Why the FX spread matters more than the headline rate.

Kemi Boateng
Kemi Boateng
Music producer, Accra · February 5, 2026 · 7 min read
Wire fees were eating 12% of my income. I switched to Zela.

For most of 2024, I lost about 12% of every brand-deal payment between New York and Accra.

It looked like this: brand pays $2,000 USD via wire to my bank. The brand pays $40 in outgoing wire fees. The intermediary correspondent bank takes $25-35. My Ghanaian bank charges $30 incoming. Then they convert at 4-6% below the mid-market rate.

By the time the GHS landed in my account, I had lost roughly $240 on a $2,000 payment. Nobody talks about this because the receiving creator doesn't see the line items. The bank shows the deposit, not the deductions.

Why the headline rate is a trick

Wise tells you 'we charge 0.4%' and you assume that's the cost. But the rate they convert at also has a spread baked in. 'Mid-market' is the rate two banks would use for $10M transfers. The retail rate you see is always worse.

The real question to ask any money mover: 'What is the rate I will get vs the rate shown on Google for USD/GHS right now?' If they hedge, walk away.

What changed with Zela Wallet

Brand pays into my Zela balance in USD. The dollars sit in USD. When I want to cash out, Zela shows me the live mid-market rate and a single transparent spread (1.5% flat). I tap cash-out. The cedis land in my UBA account in roughly three minutes.

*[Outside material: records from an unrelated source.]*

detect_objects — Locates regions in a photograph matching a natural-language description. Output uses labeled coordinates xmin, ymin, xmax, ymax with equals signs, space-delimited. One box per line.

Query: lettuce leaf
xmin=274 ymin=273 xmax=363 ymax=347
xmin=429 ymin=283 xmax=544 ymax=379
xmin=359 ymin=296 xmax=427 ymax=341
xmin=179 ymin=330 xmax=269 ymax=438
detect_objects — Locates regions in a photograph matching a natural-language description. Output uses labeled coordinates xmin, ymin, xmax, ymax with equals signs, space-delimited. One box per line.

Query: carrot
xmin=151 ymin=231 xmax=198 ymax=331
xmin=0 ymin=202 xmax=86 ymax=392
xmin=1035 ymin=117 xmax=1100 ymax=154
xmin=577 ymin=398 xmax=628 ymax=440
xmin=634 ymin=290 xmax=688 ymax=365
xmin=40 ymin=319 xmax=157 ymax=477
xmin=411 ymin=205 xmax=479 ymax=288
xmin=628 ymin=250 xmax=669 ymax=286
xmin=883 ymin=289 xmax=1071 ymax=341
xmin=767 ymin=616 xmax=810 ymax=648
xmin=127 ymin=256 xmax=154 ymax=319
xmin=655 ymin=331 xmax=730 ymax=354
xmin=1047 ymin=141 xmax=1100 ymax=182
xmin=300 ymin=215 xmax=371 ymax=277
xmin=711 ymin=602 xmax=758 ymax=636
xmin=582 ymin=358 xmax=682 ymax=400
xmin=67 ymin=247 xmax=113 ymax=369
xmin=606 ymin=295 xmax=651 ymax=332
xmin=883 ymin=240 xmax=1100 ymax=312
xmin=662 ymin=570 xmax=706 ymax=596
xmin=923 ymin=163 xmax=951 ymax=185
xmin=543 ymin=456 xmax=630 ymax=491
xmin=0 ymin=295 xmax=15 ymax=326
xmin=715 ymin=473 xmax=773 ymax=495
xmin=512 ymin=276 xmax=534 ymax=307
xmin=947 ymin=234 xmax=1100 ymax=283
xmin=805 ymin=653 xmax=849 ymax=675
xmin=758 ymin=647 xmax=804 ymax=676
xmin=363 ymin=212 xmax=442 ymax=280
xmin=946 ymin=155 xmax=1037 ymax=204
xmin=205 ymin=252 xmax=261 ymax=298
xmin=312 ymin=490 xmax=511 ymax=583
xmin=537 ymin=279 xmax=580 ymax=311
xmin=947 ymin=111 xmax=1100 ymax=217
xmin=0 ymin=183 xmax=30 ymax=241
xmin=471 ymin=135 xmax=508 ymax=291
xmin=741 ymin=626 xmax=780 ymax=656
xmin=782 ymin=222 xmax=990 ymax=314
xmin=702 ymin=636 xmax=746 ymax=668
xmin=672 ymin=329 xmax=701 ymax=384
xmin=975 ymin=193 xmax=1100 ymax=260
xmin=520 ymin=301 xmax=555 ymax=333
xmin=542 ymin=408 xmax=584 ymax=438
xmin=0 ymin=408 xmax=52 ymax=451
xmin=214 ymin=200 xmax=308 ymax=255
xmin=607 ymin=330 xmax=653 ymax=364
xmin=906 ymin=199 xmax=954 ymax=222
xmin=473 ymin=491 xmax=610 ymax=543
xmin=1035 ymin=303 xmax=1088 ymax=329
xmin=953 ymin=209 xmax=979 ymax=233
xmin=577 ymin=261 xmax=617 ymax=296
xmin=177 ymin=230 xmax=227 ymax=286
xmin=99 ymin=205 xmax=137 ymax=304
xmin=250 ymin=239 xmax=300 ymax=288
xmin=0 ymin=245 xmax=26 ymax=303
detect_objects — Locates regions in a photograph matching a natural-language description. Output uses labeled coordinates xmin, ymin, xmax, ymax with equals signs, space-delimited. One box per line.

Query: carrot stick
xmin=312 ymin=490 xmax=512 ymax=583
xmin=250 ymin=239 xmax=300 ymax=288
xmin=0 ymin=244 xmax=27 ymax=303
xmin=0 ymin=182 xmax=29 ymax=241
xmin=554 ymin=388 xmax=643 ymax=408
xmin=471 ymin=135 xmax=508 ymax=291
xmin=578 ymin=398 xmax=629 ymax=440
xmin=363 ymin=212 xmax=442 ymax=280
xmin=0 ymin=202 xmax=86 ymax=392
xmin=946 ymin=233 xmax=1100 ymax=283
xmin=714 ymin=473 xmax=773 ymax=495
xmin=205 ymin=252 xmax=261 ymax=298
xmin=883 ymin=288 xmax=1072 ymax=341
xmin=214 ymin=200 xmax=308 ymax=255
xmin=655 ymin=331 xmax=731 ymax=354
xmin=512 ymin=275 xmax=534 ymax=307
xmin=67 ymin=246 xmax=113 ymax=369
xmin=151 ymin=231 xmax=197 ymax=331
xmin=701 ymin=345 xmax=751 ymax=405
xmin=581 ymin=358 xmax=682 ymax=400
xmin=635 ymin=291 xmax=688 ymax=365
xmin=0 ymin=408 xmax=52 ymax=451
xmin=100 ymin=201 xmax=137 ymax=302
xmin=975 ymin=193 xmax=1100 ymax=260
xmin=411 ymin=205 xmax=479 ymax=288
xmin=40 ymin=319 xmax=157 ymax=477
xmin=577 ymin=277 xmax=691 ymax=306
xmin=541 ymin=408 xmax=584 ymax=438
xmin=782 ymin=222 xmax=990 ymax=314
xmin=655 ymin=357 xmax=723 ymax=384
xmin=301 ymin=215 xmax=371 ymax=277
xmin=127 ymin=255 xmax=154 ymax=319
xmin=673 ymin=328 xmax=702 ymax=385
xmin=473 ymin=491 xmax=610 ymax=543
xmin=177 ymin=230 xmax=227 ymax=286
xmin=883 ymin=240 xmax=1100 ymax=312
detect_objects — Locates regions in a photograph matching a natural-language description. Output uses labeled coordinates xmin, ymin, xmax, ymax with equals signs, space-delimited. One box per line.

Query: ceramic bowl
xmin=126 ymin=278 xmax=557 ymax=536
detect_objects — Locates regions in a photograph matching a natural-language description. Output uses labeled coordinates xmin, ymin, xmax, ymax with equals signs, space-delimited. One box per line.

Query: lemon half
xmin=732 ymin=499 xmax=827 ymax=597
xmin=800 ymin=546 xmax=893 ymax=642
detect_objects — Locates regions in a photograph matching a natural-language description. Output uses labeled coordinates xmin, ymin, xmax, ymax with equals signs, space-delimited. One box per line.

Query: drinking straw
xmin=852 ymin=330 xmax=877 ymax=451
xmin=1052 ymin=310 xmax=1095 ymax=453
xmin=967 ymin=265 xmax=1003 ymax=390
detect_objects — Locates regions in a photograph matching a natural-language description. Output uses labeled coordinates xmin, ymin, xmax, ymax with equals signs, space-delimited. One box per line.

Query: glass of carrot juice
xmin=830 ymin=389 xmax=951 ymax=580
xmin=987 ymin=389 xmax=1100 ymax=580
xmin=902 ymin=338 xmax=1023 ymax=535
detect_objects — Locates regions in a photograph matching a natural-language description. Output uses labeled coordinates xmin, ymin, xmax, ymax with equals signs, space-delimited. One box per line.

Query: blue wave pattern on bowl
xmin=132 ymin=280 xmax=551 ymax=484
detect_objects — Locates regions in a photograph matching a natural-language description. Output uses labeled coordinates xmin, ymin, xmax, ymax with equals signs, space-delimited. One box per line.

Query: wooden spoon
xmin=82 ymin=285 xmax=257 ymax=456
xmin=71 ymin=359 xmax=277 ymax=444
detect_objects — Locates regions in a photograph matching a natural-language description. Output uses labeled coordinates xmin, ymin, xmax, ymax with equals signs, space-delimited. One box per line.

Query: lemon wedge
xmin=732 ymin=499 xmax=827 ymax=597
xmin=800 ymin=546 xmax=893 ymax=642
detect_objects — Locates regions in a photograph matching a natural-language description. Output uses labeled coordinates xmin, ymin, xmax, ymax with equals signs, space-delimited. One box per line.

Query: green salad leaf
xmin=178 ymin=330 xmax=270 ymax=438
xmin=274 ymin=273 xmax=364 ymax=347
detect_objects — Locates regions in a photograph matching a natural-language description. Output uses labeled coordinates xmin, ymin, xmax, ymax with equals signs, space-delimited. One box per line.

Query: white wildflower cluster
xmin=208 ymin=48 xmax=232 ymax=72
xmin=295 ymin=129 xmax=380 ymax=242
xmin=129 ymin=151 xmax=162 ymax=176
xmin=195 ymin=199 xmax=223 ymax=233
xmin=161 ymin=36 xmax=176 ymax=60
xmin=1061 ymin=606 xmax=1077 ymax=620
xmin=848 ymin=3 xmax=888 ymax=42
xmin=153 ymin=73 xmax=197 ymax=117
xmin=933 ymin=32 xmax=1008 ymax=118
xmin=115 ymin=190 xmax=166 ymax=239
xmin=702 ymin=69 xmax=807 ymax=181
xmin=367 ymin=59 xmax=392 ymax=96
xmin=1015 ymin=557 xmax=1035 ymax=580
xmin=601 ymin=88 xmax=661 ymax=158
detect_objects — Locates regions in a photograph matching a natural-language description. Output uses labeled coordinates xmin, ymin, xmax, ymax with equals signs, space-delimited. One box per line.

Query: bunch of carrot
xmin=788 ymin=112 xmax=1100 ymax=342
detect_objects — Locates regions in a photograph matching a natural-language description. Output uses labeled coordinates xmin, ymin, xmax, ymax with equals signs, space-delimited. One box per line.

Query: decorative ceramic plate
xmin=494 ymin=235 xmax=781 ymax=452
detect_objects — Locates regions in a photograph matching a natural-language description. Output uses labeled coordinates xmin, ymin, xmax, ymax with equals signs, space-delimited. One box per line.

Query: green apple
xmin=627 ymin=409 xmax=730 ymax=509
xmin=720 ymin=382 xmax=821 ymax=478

Total cost on a $2,000 payment: $30. Versus $240 the old way.

What to ask for from any payment provider

Live rate displayed before you commit
Total all-in fee, not just the headline cut
Settlement time guarantee, with a refund if missed
Tax docs at year end for your accountant

If they can't answer any of these clearly, they're hiding something in the spread.